• The idea of placing astronauts in suspended animation during space travel began in the 20th century
  • ESA's Concurrent Design Facility investigated the possibility of human hibernation for space travel
  • Human hibernation would cut mission costs and spacecraft mass
  • Astronauts would also benefit from human hibernation

We have seen human hibernation in science fiction films such as Avatar, Passengers, and Aliens before. But, is the method really advantageous to the future of human spaceflight?

The idea of placing space mission crew members in suspended animation began in the 20th century and, according to SciSpacE team leader Dr. Jennifer Ngo-Anh, hibernation has been seen as a possible game-changing tool for human space flight.

To see whether human hibernation would really benefit future crewed missions, the European Space Agency’s state-of-the-art Concurrent Design Facility (CDF) investigated how crew members could best be put into hibernation, what to do during emergencies, how to handle human safety and how the process could impact a crew’s psychology.

Interestingly, the team found that hibernation opened the way for mission redesigns that optimized space flight. Since the crew would be hibernating, such a mission would require less living space and less supplies, cutting both the mission cost and the spacecraft’s mass significantly. What’s more, they also found hibernation to have positive psychological effects on astronauts.

“Finally we created an initial sketch of the habitat architecture and created a roadmap to achieve a validated approach to hibernate humans to Mars within 20 years,” Robin Biesbroek  of CDF said.

The basic idea is for the astronauts to stay in darkened and cooled pods after a drug to induce hibernation is administered to them. The hibernation cruise phase would then be followed by a 21-day recuperation phase.

Threats of radiation exposure will be lessened because the crew would be spending much of their time inside pods, but existing research also shows that hibernation itself provides enhanced protection from radiation.

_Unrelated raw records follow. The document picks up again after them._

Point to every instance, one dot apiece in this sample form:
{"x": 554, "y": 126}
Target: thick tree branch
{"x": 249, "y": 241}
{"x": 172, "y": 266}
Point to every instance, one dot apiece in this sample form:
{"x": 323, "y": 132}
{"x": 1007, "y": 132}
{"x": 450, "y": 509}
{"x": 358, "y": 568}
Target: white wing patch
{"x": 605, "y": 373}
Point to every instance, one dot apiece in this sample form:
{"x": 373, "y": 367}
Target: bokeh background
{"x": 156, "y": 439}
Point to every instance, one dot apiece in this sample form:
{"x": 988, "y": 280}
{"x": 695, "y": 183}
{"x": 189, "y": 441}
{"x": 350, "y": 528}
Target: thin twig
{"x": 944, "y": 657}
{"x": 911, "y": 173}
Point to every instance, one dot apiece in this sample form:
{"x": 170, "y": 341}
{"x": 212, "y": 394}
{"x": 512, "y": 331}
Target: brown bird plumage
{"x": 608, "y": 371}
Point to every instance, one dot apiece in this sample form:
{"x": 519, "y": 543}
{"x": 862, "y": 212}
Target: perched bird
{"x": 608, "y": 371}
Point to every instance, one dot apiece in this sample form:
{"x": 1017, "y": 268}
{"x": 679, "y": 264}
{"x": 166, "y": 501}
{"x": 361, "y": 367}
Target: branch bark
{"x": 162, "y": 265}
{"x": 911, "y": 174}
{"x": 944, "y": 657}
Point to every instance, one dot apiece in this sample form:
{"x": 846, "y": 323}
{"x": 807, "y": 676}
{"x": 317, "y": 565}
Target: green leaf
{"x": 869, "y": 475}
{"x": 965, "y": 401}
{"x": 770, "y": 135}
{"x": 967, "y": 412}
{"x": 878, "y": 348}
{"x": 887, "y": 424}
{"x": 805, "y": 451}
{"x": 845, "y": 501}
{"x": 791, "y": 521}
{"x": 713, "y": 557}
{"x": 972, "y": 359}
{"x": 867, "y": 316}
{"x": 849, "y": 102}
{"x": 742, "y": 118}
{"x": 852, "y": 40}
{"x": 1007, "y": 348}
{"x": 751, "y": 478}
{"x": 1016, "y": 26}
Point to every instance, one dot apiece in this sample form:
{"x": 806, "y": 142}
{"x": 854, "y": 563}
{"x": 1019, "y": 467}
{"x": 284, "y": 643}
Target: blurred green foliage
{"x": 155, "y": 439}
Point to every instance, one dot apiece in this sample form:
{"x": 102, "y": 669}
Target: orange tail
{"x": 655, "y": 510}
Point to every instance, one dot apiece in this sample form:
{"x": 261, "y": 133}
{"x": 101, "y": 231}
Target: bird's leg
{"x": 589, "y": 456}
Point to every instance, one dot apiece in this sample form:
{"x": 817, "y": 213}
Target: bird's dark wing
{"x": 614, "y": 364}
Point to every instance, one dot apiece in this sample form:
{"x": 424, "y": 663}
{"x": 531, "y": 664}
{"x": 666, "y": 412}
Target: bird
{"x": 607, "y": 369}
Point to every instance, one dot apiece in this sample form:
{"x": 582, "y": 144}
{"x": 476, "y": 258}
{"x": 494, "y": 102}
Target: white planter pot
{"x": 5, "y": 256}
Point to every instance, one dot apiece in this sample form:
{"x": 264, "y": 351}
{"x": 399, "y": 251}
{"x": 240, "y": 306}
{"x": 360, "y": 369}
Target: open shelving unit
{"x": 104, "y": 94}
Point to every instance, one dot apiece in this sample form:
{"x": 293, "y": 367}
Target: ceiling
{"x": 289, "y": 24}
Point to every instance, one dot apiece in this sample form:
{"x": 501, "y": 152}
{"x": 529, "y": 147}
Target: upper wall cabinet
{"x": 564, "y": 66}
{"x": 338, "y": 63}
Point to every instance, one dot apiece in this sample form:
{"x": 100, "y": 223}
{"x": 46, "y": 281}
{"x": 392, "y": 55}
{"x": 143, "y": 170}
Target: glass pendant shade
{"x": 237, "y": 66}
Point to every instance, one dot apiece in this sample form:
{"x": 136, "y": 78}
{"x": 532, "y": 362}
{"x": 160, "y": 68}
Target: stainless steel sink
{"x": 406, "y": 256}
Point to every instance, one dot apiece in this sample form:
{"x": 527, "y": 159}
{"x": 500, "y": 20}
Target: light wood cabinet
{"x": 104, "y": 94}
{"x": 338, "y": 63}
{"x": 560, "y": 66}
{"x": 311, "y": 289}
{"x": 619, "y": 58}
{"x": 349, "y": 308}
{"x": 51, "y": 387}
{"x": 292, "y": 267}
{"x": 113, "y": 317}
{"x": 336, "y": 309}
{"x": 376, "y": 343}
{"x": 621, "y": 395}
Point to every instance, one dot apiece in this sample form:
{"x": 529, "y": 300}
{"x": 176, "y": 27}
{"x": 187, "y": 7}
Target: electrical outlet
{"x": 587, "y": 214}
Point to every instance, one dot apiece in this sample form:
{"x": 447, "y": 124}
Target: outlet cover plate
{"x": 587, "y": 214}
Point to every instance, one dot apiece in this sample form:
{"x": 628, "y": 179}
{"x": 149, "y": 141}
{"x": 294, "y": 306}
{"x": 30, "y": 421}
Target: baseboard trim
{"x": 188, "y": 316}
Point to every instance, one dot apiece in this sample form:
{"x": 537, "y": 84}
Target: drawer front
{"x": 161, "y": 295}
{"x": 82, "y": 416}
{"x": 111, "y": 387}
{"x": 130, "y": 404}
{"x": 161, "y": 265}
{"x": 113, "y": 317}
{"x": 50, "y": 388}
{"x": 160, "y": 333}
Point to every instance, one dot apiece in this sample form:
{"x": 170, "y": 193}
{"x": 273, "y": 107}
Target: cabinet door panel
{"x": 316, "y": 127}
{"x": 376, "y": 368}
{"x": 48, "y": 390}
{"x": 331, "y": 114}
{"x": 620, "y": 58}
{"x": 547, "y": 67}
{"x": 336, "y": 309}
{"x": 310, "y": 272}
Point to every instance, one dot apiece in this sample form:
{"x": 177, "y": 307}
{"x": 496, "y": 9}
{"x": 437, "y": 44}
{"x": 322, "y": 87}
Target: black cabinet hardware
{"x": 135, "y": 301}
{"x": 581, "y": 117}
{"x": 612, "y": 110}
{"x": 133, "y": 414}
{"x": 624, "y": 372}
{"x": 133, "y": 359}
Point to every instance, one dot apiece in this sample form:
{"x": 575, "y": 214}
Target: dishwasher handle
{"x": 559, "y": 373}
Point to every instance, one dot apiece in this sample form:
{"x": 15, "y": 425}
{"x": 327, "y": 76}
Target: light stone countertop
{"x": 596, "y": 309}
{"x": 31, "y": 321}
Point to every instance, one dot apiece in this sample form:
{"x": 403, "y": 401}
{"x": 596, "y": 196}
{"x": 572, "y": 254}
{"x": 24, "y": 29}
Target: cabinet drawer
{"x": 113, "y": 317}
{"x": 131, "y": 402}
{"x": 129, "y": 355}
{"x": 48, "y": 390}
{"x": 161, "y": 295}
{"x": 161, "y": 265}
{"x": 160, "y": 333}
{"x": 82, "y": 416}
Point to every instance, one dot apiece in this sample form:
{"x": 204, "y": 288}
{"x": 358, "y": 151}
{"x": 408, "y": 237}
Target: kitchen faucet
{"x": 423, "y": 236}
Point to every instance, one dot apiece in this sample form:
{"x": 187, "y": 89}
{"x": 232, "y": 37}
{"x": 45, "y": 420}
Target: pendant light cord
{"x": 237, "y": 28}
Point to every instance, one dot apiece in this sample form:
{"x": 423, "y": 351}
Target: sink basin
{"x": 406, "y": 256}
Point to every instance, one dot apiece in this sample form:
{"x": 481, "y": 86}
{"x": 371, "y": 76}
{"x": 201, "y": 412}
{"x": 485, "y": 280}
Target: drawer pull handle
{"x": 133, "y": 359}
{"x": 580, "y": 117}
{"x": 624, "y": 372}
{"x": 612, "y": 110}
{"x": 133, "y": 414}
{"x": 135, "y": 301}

Simply put, having crew members in a suspended state provides many benefits, both for the mission as well as for the crew. However, the process of inducing human hibernation is so far still a little tricky as human hibernation the same way that animals do is still not feasible today.

That said, similar methods have already been used to help save critical care trauma victims. According to Dr. Ngo-Anh, most medical centers today already have protocol for inducing hypothermia to keep certain patients in better shape than they should be.

For now, however, more research on human hibernation as well as the required tools and facilities is needed to turn this idea from science fiction to reality. 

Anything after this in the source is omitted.